Incorporated in 2000, Sahastraa trades in chemicals.  The
company's product basket is large and diverse, consisting of
petrochemicals, ethanol, chlorinated solvents, pesticides, and
alcohols, among other chemicals.  It has a portfolio of around 20
products.  The company was initially started by Mr. Sanjay
Agarwaal and Mr. Gopal Agarwaal.  Currently, there are two active
promoters: Mr. Suhhail Agarwaal and Mrs. Hyacinth Fernandes manage
the day-to-day operations of Sahastraa.  The company has a
registered office in Mumbai and branch offices in Delhi,
Hyderabad, Haryana, and Ahmedabad.  It has a warehouse in Navi
Mumbai.

Sahastraa reported a profit after tax (PAT) of INR3.6 million on
net sales of INR1022.6 million for 2009-10 (refers to financial
year, April 1 to March 31), against a PAT of INR2.0 million on net
sales of INR574.5 million for 2008-09.


SASA MUSA: CRISIL Reaffirms 'B' Rating on Various Bank Debts
------------------------------------------------------------
CRISIL has reaffirmed its ratings on the bank facilities of Sasa
Musa Sugar Works Ltd at 'B/Stable/P4'.

   Facilities                           Ratings
   ----------                           -------
   INR10.0 Million Term Loan            B/Stable (Reaffirmed)
   INR370.0 Million Cash Credit Limit   B/Stable (Reaffirmed)
   INR87.3 Million Proposed Long-Term   B/Stable (Reaffirmed)
     Bank Loan Facility
   INR2.7 Million Bank Guarantee        P4 (Reaffirmed)

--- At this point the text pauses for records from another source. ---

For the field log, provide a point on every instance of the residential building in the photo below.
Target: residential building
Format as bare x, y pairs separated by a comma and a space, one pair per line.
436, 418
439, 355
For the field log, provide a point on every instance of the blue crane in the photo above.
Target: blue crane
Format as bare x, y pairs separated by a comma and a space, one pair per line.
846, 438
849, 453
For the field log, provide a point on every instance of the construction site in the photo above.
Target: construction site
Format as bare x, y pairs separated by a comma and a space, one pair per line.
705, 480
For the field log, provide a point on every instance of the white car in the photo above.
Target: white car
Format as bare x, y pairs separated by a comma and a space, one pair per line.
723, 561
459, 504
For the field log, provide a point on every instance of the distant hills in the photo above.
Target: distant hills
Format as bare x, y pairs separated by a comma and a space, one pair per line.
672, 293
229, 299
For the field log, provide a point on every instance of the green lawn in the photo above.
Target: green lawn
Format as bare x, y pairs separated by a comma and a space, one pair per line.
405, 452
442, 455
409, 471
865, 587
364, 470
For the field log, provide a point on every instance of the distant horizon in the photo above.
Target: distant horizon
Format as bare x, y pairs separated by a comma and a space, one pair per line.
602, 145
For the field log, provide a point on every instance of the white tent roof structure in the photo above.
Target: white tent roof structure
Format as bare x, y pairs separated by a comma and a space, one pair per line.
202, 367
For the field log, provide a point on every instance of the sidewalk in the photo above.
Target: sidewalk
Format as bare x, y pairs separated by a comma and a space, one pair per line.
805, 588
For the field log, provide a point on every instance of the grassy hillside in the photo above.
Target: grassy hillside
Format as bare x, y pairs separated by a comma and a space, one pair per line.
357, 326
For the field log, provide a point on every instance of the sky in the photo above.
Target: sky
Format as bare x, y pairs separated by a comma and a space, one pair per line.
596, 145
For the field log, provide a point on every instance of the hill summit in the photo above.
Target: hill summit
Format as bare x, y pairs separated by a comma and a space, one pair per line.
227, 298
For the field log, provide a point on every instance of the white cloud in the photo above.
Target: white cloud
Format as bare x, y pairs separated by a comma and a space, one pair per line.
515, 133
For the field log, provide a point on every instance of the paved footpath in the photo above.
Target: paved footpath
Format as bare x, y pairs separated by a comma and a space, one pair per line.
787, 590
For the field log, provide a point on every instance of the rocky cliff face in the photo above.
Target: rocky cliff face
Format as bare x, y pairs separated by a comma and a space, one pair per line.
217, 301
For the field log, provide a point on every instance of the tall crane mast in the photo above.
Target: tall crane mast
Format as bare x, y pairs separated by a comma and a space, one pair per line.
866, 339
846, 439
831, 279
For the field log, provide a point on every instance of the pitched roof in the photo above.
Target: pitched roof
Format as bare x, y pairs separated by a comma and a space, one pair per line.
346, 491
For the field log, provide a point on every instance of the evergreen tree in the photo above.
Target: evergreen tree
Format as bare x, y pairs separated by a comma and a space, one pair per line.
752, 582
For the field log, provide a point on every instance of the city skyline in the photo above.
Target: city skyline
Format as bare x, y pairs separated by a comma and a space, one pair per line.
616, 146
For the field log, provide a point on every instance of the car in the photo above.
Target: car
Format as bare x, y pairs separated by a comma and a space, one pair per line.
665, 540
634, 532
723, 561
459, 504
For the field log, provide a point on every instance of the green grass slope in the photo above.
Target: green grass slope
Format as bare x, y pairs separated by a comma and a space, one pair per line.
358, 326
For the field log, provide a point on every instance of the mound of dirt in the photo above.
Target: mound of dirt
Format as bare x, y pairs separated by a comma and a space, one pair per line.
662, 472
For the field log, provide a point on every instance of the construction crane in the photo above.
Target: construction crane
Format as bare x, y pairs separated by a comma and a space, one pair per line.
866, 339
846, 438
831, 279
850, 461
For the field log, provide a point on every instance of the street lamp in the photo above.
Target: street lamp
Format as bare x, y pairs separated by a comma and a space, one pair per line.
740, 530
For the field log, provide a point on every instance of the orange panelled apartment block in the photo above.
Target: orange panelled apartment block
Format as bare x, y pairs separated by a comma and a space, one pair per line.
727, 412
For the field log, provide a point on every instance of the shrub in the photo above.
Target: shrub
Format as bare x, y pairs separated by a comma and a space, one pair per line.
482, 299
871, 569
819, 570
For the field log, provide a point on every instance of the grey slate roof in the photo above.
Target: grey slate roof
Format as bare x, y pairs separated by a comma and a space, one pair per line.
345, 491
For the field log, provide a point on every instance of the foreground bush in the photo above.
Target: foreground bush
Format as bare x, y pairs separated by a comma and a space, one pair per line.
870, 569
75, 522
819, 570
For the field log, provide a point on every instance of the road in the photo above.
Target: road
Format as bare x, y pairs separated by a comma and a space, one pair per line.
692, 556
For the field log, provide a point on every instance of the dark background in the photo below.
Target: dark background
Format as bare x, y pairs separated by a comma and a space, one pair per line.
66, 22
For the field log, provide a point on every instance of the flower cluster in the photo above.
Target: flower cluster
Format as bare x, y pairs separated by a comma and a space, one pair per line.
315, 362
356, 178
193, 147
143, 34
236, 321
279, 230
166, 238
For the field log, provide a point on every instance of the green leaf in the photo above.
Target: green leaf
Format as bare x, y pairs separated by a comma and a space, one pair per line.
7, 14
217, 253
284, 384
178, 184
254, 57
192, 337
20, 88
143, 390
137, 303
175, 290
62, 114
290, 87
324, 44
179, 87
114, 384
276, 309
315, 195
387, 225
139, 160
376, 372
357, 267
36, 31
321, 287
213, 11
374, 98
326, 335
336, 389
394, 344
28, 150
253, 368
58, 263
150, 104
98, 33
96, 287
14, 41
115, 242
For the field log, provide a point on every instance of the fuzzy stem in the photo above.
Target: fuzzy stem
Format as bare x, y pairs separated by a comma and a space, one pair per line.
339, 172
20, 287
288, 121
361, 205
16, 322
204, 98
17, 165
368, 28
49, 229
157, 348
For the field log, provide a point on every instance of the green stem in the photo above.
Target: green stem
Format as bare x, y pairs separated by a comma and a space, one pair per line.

The ratings reflect SMSWL's weak financial risk profile, marked by
small net worth, weak debt protection metrics, and high gearing,
and its exposure to adverse regulatory changes and risks related
to cyclicality in the sugar industry.  These weaknesses are
partially offset by the benefits SMSWL derives from its promoters'
extensive industry experience.

Outlook: Stable

CRISIL believes that SMSWL's financial risk profile, marked by
high gearing and weak debt protection metrics will continue to
remain weak over the medium term.  The outlook may be revised to
'Positive' in case the capital structure and debt protection
metrics improve significantly, most likely because of equity
infusion by the promoters or higher-than-expected cash accruals.
Conversely, the outlook may have revised to 'Negative' if there is
further decline in profitability or if the company contracts
larger-than-expected debt to fund its working capital
requirements, leading to deterioration in its financial risk
profile.

                          About Sasa Musa

SMSWL was promoted by the late Mr. Sheikh Mohammad Ibrahim in
1933.  The company produces sugar at its factory in Sasa Musa
(Bihar).  The company has a crushing capacity of 2450 tonnes of
cane per day.  It has 412 villages allocated to it as its command
area by the Cane Commissioner and has no other sugar mill within a
15-kilometre radius of its factory.  Also, as there are only eight
operational sugar mills in Bihar, the company is easily able to
sell its produce within Bihar.  It sells molasses and bagasse, the
by-products of sugar, in the open market.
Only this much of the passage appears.